Article | Inter-village land conflicts in Laos’ upland frontiers

New article by Diana Suhardiman et al. in Geoforum, ‘Inter-village land conflicts in Laos’ upland frontiers: From state territorialization to powers of exclusion’.

State territorialization, how the state exercises its power to impose its predefined conception of development and modernity in the context of land governance, is a widespread phenomenon in the Global South. In Laos, state territorialization strategies form an integral part of the state’s regimes of dispossession. This is most apparent from the state’s ability to impose, design, and implement national policies and programs in line with the state’s political and economic objectives, resulting in the expropriation of local community’s land by more powerful actors. We argue, however, that territorialization strategy is not the monopoly of the state. On the contrary, different groups of villagers strategically position themselves in their struggles for land, often at the expenses of other villagers, through the making of new forms and types of territories.

Taking two neighboring villages as our case study, we illustrate how villagers take center stage in reconfiguring and reproducing the state’s regimes of dispossession through powers of exclusion.

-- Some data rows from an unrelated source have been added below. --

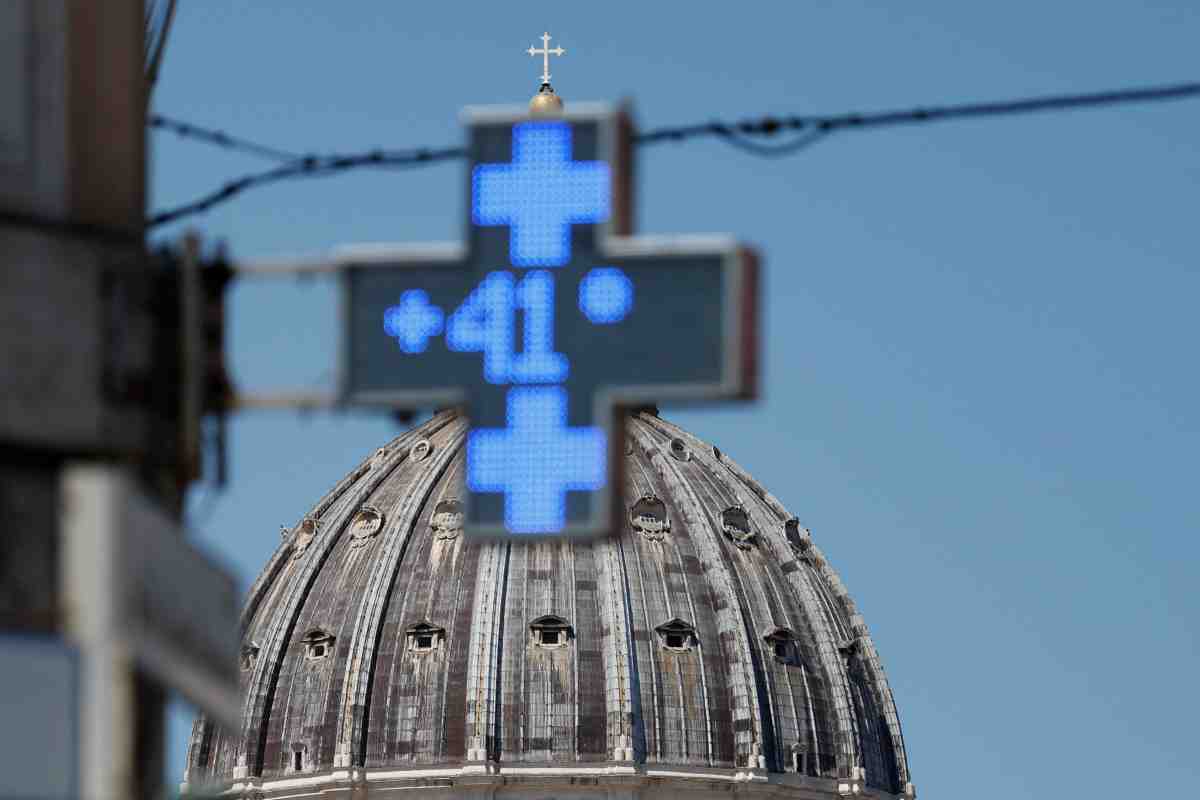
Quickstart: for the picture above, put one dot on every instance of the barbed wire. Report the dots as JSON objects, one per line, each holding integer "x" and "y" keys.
{"x": 220, "y": 138}
{"x": 741, "y": 134}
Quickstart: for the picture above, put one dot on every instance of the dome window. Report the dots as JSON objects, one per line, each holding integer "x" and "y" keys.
{"x": 799, "y": 759}
{"x": 447, "y": 521}
{"x": 365, "y": 525}
{"x": 425, "y": 637}
{"x": 798, "y": 537}
{"x": 649, "y": 518}
{"x": 736, "y": 524}
{"x": 249, "y": 656}
{"x": 298, "y": 758}
{"x": 677, "y": 636}
{"x": 551, "y": 631}
{"x": 783, "y": 644}
{"x": 317, "y": 644}
{"x": 303, "y": 535}
{"x": 420, "y": 450}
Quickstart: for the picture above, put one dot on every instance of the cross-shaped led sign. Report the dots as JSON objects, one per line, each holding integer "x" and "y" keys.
{"x": 550, "y": 322}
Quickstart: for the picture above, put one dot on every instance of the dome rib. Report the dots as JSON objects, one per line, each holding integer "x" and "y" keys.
{"x": 829, "y": 583}
{"x": 261, "y": 698}
{"x": 747, "y": 711}
{"x": 360, "y": 663}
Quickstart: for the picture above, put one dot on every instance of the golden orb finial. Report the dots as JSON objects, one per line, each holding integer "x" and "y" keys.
{"x": 545, "y": 101}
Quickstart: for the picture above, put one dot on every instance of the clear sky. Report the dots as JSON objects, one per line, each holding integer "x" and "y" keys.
{"x": 981, "y": 384}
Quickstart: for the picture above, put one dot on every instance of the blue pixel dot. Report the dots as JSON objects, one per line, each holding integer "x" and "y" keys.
{"x": 413, "y": 320}
{"x": 606, "y": 295}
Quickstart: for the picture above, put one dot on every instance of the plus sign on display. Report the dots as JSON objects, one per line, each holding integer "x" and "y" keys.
{"x": 550, "y": 322}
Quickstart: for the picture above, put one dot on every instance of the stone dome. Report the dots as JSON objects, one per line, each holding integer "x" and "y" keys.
{"x": 708, "y": 647}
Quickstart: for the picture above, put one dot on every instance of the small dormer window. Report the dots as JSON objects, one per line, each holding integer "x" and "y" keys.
{"x": 783, "y": 644}
{"x": 303, "y": 535}
{"x": 425, "y": 637}
{"x": 797, "y": 536}
{"x": 365, "y": 525}
{"x": 649, "y": 518}
{"x": 317, "y": 644}
{"x": 249, "y": 656}
{"x": 736, "y": 524}
{"x": 799, "y": 759}
{"x": 447, "y": 519}
{"x": 551, "y": 631}
{"x": 677, "y": 636}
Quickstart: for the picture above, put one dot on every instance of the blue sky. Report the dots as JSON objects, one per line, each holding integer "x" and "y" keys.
{"x": 979, "y": 337}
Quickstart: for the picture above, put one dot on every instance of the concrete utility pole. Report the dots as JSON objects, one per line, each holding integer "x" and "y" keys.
{"x": 93, "y": 450}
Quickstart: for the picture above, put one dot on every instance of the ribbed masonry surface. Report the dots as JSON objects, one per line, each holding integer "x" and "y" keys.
{"x": 709, "y": 633}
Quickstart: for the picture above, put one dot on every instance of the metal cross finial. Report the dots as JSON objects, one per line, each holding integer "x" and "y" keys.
{"x": 545, "y": 53}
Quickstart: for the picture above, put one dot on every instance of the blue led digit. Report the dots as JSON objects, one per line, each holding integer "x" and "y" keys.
{"x": 484, "y": 324}
{"x": 535, "y": 459}
{"x": 413, "y": 322}
{"x": 540, "y": 194}
{"x": 538, "y": 364}
{"x": 606, "y": 295}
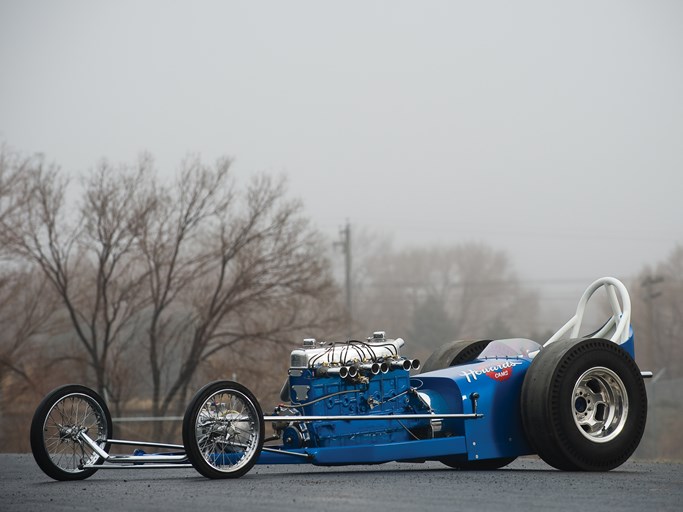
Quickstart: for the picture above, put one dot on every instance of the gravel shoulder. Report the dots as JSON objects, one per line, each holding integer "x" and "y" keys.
{"x": 526, "y": 484}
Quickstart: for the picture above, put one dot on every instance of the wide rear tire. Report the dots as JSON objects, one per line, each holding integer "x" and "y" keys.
{"x": 584, "y": 405}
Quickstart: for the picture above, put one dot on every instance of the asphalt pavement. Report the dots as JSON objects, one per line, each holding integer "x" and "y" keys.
{"x": 527, "y": 484}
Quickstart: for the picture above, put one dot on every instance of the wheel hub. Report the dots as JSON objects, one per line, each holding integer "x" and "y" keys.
{"x": 599, "y": 404}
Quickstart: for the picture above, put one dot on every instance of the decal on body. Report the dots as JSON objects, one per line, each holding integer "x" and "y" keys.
{"x": 497, "y": 372}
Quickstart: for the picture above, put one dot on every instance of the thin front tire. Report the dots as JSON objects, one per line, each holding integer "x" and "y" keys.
{"x": 223, "y": 430}
{"x": 61, "y": 417}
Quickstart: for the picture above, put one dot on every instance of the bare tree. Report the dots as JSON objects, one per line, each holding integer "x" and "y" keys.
{"x": 87, "y": 256}
{"x": 657, "y": 296}
{"x": 225, "y": 268}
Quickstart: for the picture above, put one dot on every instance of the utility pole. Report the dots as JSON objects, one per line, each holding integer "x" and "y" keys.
{"x": 345, "y": 244}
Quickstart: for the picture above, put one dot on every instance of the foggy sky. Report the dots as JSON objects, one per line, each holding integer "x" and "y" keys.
{"x": 552, "y": 130}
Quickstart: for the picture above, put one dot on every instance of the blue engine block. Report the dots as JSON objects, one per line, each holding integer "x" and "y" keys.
{"x": 384, "y": 393}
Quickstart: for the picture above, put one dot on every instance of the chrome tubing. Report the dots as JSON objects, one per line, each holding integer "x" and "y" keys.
{"x": 403, "y": 364}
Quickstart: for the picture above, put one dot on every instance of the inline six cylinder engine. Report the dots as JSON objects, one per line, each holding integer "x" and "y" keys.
{"x": 351, "y": 378}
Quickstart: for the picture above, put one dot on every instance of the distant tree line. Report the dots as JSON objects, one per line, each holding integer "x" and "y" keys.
{"x": 146, "y": 288}
{"x": 147, "y": 282}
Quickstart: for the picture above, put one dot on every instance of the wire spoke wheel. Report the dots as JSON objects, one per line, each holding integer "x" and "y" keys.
{"x": 56, "y": 430}
{"x": 223, "y": 430}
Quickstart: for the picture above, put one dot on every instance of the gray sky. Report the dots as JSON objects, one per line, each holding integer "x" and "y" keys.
{"x": 552, "y": 130}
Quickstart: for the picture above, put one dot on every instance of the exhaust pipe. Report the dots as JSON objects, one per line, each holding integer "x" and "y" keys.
{"x": 373, "y": 368}
{"x": 403, "y": 364}
{"x": 342, "y": 371}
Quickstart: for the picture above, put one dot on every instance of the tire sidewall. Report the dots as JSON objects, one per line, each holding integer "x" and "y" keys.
{"x": 189, "y": 436}
{"x": 37, "y": 439}
{"x": 581, "y": 451}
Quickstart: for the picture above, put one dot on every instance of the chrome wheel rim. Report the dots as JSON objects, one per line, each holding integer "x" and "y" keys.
{"x": 66, "y": 420}
{"x": 227, "y": 430}
{"x": 599, "y": 404}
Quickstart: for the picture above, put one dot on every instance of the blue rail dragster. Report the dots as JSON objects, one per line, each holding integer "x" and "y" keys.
{"x": 577, "y": 401}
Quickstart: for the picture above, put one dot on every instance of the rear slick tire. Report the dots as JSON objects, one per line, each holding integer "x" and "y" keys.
{"x": 584, "y": 405}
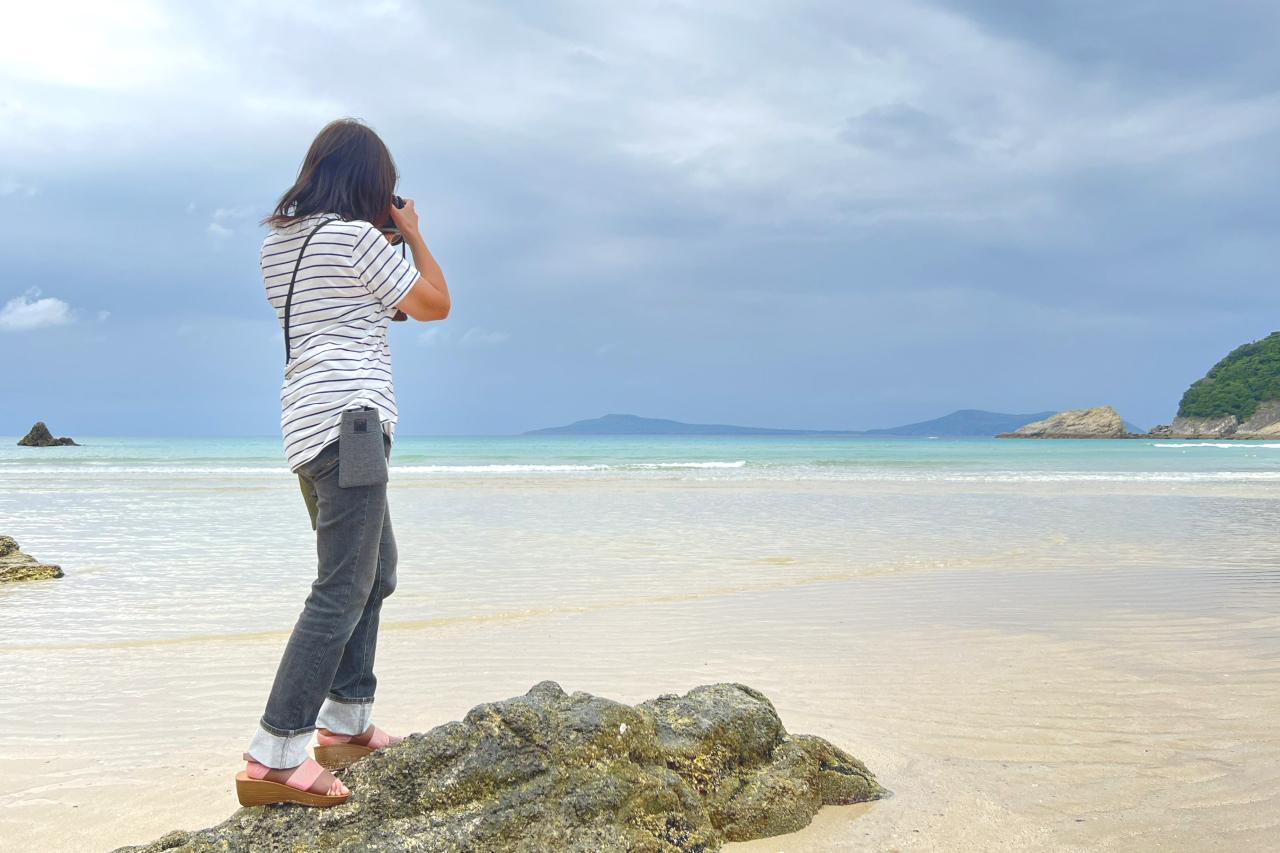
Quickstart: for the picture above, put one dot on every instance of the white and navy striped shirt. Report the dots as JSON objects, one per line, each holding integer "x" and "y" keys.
{"x": 346, "y": 293}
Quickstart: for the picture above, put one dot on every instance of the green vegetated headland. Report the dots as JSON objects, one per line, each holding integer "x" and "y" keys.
{"x": 1248, "y": 375}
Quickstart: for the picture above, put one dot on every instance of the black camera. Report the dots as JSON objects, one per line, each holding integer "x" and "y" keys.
{"x": 389, "y": 227}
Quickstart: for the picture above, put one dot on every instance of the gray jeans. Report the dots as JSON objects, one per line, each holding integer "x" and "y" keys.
{"x": 327, "y": 674}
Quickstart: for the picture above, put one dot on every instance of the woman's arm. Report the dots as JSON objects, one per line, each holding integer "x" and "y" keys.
{"x": 429, "y": 296}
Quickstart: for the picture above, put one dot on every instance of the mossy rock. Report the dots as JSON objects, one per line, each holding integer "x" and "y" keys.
{"x": 567, "y": 772}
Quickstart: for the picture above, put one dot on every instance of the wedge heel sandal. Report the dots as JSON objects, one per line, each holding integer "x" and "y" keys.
{"x": 251, "y": 790}
{"x": 339, "y": 756}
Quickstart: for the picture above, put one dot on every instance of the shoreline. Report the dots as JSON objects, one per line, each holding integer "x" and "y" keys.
{"x": 920, "y": 687}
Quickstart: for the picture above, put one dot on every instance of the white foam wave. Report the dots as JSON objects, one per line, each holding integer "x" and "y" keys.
{"x": 1226, "y": 445}
{"x": 181, "y": 470}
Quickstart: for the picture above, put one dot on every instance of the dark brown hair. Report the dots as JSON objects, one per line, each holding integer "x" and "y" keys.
{"x": 347, "y": 170}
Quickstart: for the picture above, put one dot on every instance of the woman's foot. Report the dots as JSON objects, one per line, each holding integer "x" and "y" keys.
{"x": 309, "y": 783}
{"x": 336, "y": 751}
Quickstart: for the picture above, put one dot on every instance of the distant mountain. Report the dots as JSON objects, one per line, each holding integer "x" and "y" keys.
{"x": 967, "y": 422}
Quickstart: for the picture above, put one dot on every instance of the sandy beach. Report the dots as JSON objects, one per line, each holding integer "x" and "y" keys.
{"x": 1023, "y": 679}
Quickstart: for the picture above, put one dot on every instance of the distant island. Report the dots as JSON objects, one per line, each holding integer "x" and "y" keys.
{"x": 963, "y": 423}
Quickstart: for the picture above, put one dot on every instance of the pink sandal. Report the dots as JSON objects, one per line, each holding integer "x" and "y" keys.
{"x": 309, "y": 784}
{"x": 336, "y": 751}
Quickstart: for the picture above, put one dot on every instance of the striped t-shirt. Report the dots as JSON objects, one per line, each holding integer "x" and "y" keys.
{"x": 346, "y": 293}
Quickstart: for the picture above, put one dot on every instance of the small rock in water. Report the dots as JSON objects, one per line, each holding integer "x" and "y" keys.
{"x": 39, "y": 436}
{"x": 572, "y": 774}
{"x": 16, "y": 565}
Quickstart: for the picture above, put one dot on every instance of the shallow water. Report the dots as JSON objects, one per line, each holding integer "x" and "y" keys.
{"x": 1033, "y": 643}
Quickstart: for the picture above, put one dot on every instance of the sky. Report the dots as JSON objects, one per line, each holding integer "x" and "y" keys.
{"x": 795, "y": 214}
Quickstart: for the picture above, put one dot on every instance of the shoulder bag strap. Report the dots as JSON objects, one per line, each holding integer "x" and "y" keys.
{"x": 288, "y": 299}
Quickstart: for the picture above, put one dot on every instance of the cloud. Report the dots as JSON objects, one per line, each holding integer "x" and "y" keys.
{"x": 472, "y": 337}
{"x": 14, "y": 187}
{"x": 28, "y": 311}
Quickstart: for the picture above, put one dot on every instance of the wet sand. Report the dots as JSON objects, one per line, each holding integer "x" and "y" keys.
{"x": 1006, "y": 710}
{"x": 1028, "y": 665}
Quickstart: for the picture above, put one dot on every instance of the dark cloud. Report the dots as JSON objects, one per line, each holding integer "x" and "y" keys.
{"x": 814, "y": 215}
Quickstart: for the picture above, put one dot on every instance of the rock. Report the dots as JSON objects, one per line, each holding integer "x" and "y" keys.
{"x": 41, "y": 437}
{"x": 16, "y": 565}
{"x": 568, "y": 774}
{"x": 1100, "y": 422}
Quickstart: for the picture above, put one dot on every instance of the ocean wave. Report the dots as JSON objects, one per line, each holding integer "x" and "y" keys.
{"x": 396, "y": 469}
{"x": 1226, "y": 445}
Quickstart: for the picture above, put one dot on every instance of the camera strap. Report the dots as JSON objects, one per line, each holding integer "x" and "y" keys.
{"x": 288, "y": 299}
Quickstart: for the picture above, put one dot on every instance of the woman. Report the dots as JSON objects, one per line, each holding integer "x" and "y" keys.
{"x": 337, "y": 283}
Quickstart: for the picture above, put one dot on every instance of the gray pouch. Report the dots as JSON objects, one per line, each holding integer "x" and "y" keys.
{"x": 361, "y": 455}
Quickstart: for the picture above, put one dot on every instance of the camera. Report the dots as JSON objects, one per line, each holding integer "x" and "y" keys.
{"x": 389, "y": 227}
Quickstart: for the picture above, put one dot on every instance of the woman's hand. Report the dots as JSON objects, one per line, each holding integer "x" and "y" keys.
{"x": 406, "y": 219}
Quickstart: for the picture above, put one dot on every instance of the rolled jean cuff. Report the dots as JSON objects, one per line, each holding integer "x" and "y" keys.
{"x": 346, "y": 716}
{"x": 279, "y": 749}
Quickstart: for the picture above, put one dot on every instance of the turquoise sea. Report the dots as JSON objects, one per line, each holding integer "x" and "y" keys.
{"x": 1037, "y": 644}
{"x": 170, "y": 538}
{"x": 743, "y": 457}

We show: 1) how the creation of local regimes of dispossession is closely interlinked with the state’s internal resettlement and land use planning program; 2) how it is conditioned by market-based processes of rural differentiation that occurred alongside changing perceptions of land value; 3) how inter-village scrambles for land have been driven by the tea boom and farm households’ decisions to transition from swidden agriculture to commercial tea cultivation; and 4) how it is manifested in unresolved inter-village land conflicts.